There’s rising concern about how foreign stakes will not only impact the carbon offset trade but also influence rights of access to Kenyan land––are forests, the focus of most carbon markets, earmarked for Indigenous communities or foreign investors? Over recent years, it has become trendy––practically expected for corporations to target ‘net-zero’ emissions by 2050. Yet due diligence on the quality of carbon trading projects remains a significant challenge. According to Reuters, Saudi Arabian companies (e.g. Aramco, Saudi Electricity Company) bought more than 2.2 million tonnes of carbon credits back in June––an unprecedented sale. Kenya contributes less than 1% of annual global emissions.

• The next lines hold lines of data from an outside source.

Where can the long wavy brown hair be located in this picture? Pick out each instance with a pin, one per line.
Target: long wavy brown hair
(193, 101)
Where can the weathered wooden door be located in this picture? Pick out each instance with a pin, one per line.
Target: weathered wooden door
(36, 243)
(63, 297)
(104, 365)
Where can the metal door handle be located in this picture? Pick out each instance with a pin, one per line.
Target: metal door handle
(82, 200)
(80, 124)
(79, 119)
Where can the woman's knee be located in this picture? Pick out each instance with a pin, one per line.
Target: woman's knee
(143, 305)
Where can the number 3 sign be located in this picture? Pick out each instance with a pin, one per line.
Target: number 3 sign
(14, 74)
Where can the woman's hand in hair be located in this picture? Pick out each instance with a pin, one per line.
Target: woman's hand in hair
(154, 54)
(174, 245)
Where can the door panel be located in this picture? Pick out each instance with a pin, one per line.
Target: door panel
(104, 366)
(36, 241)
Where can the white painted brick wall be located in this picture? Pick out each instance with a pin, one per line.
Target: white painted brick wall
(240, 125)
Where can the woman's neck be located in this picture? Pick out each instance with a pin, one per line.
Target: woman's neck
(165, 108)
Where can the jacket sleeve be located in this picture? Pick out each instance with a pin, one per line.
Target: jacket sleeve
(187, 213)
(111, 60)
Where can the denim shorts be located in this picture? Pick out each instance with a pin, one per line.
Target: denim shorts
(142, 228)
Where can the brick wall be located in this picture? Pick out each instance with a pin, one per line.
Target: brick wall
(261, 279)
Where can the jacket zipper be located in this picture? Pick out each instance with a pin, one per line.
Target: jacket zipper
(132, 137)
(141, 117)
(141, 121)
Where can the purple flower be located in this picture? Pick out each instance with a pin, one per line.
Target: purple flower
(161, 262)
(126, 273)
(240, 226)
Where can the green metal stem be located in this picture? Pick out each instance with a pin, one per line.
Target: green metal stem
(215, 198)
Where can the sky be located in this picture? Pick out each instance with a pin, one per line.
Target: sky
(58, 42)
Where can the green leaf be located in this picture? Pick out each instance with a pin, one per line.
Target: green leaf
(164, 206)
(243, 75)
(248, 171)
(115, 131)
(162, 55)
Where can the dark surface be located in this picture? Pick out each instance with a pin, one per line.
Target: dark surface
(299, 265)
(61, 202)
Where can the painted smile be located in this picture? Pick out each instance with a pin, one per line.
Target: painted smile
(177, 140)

Beyond concerns of selling off ancestral land to Middle Eastern sheikhs, there’s also the question of whether carbon trading is all smoke and mirrors, a diversion from addressing the root causes of the climate crisis and instead, monetising environmental issues. It’s much harder to change ways of doing business to cut down emissions, and easier to instead offload the responsibility onto poorer ‘Global South’ countries with lax land protection enforcement. Companies are critiqued for using the voluntary carbon market to meet superficial environmental targets rather than cleaning up their operations. The cost is generally borne by low-footprint developing countries, via practices that infringe upon the rights of local communities.

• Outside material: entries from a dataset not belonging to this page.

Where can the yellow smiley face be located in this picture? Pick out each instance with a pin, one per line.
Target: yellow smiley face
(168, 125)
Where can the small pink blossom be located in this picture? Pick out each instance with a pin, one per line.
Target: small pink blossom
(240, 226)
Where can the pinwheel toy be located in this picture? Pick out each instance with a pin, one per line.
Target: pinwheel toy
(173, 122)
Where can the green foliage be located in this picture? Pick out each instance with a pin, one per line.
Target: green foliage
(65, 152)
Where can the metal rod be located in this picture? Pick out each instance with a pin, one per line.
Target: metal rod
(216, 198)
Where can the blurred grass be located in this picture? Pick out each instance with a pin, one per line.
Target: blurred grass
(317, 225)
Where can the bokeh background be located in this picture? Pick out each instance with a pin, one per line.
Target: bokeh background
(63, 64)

Since the ACMI is so new––it was only established in 2022––there are issues surrounding its lack of regulation. The focus is on voluntary carbon markets rather than ‘compliance’ markets (only South Africa currently deals with trade in carbon credits made from the need to comply with regulations) since the ACMI decided that growing voluntary markets would be the fastest way to facilitate funding movement from the Global North to the African continent.

Ruto insists that Kenyan land––specifically, 60,000 hectares of the Mau Forest––hasn’t been sold off to foreign investors and that the government is working to implement new carbon trading regulations to uphold integrity in the carbon space.

In October 2023, the Kenyan government signed a deal with Blue Carbon, a company based in Dubai, that allocates millions of hectares of land for carbon credit production. Ruto enacted a Climate Change Act in September 2023 that required environmental impact assessments for all carbon credit projects, registration with the National Carbon Registry, and the requirement to enter into ‘community development agreements’ for all land-based projects.

Leonard Mindore is the executive director of PROHOME (Program for the Heritage of Ogiek and Mother Earth), a grassroots conservation organisation advocating for Ogiek rights and ownership of their ancestral Mau Forest. “I see all these evictions as directly related to the carbon trade project,” he says. “KFS has said that after these evictions, they will fence off the entire Mau forest. They’re trying to entice and appease the [foreign] donors to show their seriousness of safeguarding the forest, without any regard for Indigenous people.”